I’m fine.  A cover teacher forced my son to participate in PE even though he communicated his pain, she didn’t believe him and joked unkindly that he should see a doctor (he’s seeing many). This teacher will never regain his trust.

I’m fine.  I can’t seem to take a breath today, it is shallow and fast as my autonomic system is struggling to balance itself.  I feel like I’m wading through mud.

I’m fine.  I stepped on a stone at the end of a really nice walk, literally 10 yards from the front door. I sprained my ankle and went over like what only can be described as a see-saw; ankle, knee, hip, elbow, shoulder in perfect succession, finally stopping as my face skimmed the floor.  Managing to cut open my leg through denim.

I’m fine.
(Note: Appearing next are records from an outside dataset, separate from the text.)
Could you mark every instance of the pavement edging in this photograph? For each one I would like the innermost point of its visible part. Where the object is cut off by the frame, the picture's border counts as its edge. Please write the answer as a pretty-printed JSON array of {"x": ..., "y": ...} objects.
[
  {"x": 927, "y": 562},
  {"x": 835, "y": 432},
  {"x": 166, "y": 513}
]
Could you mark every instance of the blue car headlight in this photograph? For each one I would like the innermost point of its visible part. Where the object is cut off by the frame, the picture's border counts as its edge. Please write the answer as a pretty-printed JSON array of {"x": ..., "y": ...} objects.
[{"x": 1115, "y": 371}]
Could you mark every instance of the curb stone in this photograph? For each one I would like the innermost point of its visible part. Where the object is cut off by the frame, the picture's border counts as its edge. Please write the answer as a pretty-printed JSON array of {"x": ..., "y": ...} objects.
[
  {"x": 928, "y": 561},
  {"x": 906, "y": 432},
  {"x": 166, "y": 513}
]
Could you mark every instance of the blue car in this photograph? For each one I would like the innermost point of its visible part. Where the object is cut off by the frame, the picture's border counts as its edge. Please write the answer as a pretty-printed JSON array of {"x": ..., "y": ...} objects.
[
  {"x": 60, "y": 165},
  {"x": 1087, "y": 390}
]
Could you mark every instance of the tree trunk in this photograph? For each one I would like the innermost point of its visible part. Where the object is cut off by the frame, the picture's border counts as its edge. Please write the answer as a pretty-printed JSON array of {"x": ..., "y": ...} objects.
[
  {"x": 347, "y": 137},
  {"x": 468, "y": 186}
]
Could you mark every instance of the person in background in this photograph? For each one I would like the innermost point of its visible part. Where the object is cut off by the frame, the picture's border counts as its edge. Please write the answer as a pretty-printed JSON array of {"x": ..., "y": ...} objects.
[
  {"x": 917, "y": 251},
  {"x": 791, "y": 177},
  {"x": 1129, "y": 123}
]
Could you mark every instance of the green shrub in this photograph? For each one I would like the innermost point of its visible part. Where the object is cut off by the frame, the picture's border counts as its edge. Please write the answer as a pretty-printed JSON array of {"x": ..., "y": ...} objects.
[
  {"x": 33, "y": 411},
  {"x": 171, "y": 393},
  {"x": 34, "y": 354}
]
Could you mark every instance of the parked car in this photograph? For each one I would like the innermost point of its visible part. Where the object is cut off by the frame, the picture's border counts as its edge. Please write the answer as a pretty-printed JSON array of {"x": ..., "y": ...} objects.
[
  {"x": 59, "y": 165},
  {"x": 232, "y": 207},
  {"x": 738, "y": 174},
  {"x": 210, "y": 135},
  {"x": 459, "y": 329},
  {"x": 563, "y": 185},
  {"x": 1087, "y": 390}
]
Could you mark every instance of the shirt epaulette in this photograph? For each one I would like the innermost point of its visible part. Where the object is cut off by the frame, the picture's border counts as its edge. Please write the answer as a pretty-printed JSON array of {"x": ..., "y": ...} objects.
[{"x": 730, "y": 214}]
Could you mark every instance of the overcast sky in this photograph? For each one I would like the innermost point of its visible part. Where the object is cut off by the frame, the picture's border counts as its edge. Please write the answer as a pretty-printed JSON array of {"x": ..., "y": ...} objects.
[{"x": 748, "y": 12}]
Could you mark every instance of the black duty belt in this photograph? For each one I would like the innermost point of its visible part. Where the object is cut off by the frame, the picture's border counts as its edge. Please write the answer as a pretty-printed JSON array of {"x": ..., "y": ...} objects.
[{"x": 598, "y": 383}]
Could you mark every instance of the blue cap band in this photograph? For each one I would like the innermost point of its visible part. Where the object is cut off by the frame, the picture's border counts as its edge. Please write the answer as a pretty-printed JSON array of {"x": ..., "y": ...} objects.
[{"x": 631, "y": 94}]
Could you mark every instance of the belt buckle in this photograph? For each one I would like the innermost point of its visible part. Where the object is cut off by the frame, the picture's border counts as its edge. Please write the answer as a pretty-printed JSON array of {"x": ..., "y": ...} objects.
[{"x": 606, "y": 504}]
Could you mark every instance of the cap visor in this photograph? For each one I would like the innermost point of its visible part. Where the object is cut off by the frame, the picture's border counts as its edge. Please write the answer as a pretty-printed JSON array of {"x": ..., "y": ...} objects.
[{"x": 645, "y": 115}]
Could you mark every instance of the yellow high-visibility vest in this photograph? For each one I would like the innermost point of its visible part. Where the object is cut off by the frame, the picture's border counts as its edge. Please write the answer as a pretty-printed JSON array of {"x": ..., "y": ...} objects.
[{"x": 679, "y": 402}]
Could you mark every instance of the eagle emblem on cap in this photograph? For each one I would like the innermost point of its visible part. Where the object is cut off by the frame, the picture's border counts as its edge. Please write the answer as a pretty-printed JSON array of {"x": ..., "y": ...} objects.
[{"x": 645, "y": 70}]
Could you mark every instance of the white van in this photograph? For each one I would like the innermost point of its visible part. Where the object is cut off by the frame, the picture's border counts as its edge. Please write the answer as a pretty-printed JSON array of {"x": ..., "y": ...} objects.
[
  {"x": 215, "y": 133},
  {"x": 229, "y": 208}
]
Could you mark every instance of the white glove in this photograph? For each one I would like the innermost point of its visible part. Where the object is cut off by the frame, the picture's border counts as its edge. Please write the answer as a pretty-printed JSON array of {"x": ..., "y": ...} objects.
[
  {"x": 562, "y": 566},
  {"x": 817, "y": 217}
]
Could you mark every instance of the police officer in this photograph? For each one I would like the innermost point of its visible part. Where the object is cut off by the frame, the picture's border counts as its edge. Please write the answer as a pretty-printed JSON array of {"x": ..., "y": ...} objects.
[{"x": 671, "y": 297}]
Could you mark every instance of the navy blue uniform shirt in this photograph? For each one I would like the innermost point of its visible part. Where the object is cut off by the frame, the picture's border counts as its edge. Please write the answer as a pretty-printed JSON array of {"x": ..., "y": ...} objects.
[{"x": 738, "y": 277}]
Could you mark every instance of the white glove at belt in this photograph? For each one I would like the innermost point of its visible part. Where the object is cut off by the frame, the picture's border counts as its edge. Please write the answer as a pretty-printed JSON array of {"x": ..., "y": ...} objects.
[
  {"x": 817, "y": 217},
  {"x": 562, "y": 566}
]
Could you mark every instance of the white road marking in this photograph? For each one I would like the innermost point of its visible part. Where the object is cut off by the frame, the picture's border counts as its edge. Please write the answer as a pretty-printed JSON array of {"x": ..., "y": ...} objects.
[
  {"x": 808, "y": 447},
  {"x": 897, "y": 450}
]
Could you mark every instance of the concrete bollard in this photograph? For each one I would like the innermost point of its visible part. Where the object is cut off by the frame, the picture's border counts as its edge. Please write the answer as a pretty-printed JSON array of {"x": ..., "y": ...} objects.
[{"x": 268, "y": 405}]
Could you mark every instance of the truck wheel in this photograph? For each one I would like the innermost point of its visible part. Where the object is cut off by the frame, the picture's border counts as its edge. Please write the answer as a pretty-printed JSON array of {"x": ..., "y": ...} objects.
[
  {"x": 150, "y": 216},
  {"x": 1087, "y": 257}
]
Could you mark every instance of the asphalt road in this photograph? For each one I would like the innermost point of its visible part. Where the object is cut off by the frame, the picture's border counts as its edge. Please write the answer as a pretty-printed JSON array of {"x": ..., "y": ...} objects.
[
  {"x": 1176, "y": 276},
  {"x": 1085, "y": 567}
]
My daughter is screaming uncontrollably in a combination of pain, exhaustion and helplessness. After pain relief, a massage and a warm bath I can do no more to help her but to gently hold her and re-assure her that she’ll be OK.

I’m fine.  I fell twice out for a walk while pushing my daughter in her wheelchair. Today (well most days actually) walking without looking at my feet seems to render me incapable of staying upright at all. Two scabby knees and a cut on the top of one foot and I’m beginning to regret wearing shorts.

I’m fine.  We’ve spent the last 12 hours being sent across London from one hospital to another for emergency brain scans on our son after they found pressure behind his eyes and his peripheral vision affected, thankfully they rule out a mass. The longest… 12… hours… of… my… life.

I’m fine.  I get barely any sleep and when I finally get up I realise that a bone has subluxated somewhere in my foot.   Weight bearing is agony, actually, sitting is agony.  But the kids have an early orthotics appointment at the hospital, church services, school, so I brace my foot as best I can.  I manage to get a physio appointment 5 days later to manipulate it back into place.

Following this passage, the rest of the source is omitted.